Ask Jeeves's Sampson said he surveyed the telecommunications landscape and was not particularly reassured by the financial position of other companies. AT&T was in the midst of a large corporate restructuring of its own. XO Communications Inc., an MCI rival, was also in bankruptcy, as were several other significant players in the market. MCI was hardly the only telecommunications company with ethical issues hanging over its head.

"We actually felt it was better to know the devil we do know rather than the devil we don't," Sampson said.

Having weathered the immediate storm, analysts said, MCI may find it increasingly difficult in the months and years ahead to compete for customers. The telecommunications industry is being roiled by enormous change. Consumers and businesses are growing increasingly reliant on wireless technologies for communication. They are becoming less dependent on the traditional wired network. Several start-up companies have promised deeply discounted calls that can be delivered over the Internet. New providers such as cable television companies are entering the marketplace.

Amid the new competition, analysts such as Kalla believe prices will continue to fall. She estimates that industry revenue will decline to $70 billion from $100 billion over the next two to three years. "The name of the game is managing the half-life," Kalla said.

With so much uncertainty in the industry, the competition for stable, big-spending customers has increased dramatically. The biggest and most stable of all is the federal government.

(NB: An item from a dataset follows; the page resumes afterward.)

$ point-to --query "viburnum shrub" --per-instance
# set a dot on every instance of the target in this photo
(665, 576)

In the past two years, MCI's government sales division has seen revenue increase from just over $500 million to approximately $770 million.

But fighting to hold on to its government sales revenue was one of MCI's toughest battles. Not only did it have to reassure federal officials that it could handle the job, but it also had to fend off an effort by rival companies that wanted MCI disqualified as a government contractor because of its accounting troubles.

Several key members of Congress, including Senate Governmental Affairs Committee Chairman Susan Collins (R-Maine), signed on to the effort and became vocal critics of MCI and its dealings with the federal government. Collins argued that the federal government was effectively rewarding MCI for its unethical behavior.

In the end, MCI prevailed. It kept its government contracts, largely for the same reason its large private customers decided to stick with the embattled telecommunications company -- switching would have been too disruptive.

Washington-based analyst Scott C. Cleland said that over the years MCI has become deeply enmeshed in the everyday business of the federal government. MCI is "integral to our law enforcement and national security apparatus. [MCI] is a strategic asset to our national security," Cleland said. There was just too much risk and too much expense associated with disconnecting from MCI's network and trying to plug into another, he said.

That's one reason many are not counting MCI out. Leaden said some of his clients are beginning to warm back up to MCI, including those who previously didn't want anything to do with it. "A lot of people don't want to be associated with that kind of unethical behavior," Leaden said.

Yet cutting prices and boosting customer service can go a long way toward to reviving the company's image, he said.

"I think [ethics] are a concern until the deal is really sweet," Leaden said.